Honestly, Keurig is taking on an atypically nasty DRM problem here: unlike games/music/video, where the ‘clone’ goods are illegal just for existing, in virtually all jurisdictions, so it’s mostly about making noises for the rightsholders and (particularly with software, which has room to build in lots of annoying traps) maybe delaying the war3z kiddies long enough to preserve opening weekend; the hypothetical clone pods will be perfectly licit goods (and so, like generic toner, sold by companies that can invest in interoperability research and development if need be, and aren’t under any immediately clear legal threat just for existing. And then the value per pod, even on the highest-margin first-party ones, isn’t high enough to buy any really classy active cryptographic features without destroying the margins entirely, and passive consumables are trivially cloned unless the brewer is internet-connected and a revocation/validation server architecture is maintained.

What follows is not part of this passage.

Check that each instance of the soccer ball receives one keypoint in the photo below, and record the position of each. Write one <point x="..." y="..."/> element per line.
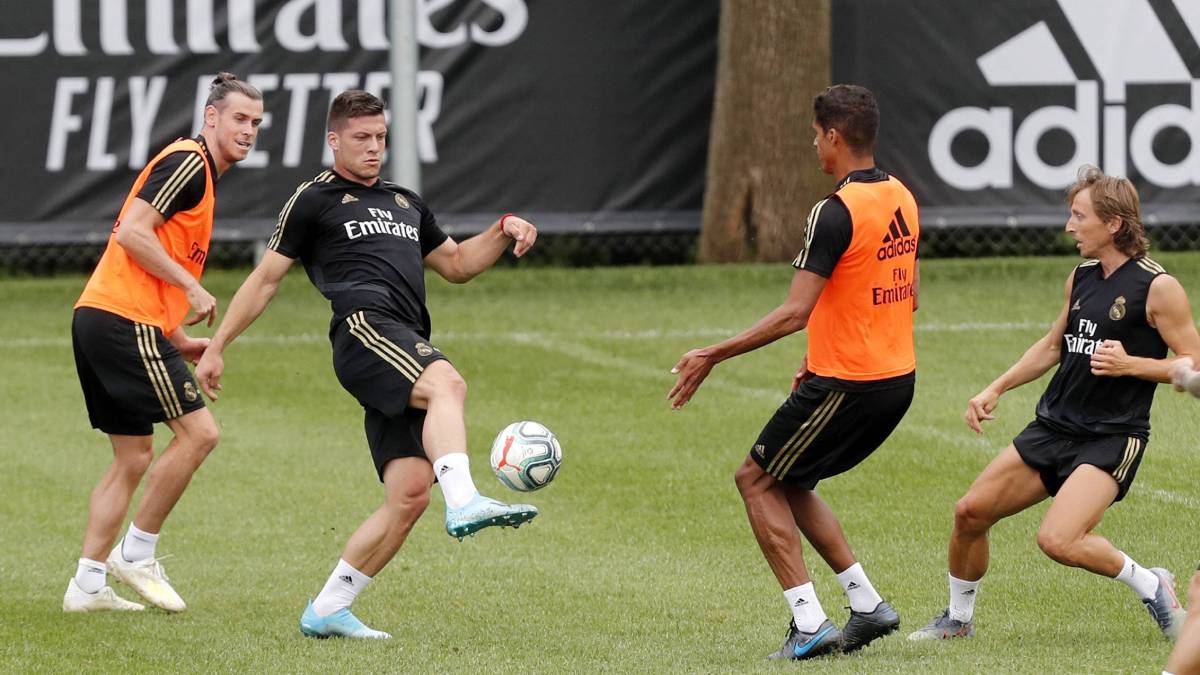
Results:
<point x="526" y="457"/>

I hardly pity them the ‘problem’ they’ve created for themselves; but I’d be shocked to see success(or drinkable coffee).


#20

My favorite part about these mini coffee brewers is that the “made for tv” crowd latched onto them… they started selling plastic refillable k-cups that you would scoop standard coffee grounds into.

The pitch was that it would save you money on your coffee because you wouldn’t have to spend money on the expensive one-offs.

Instead of just buying a traditional coffee brewer.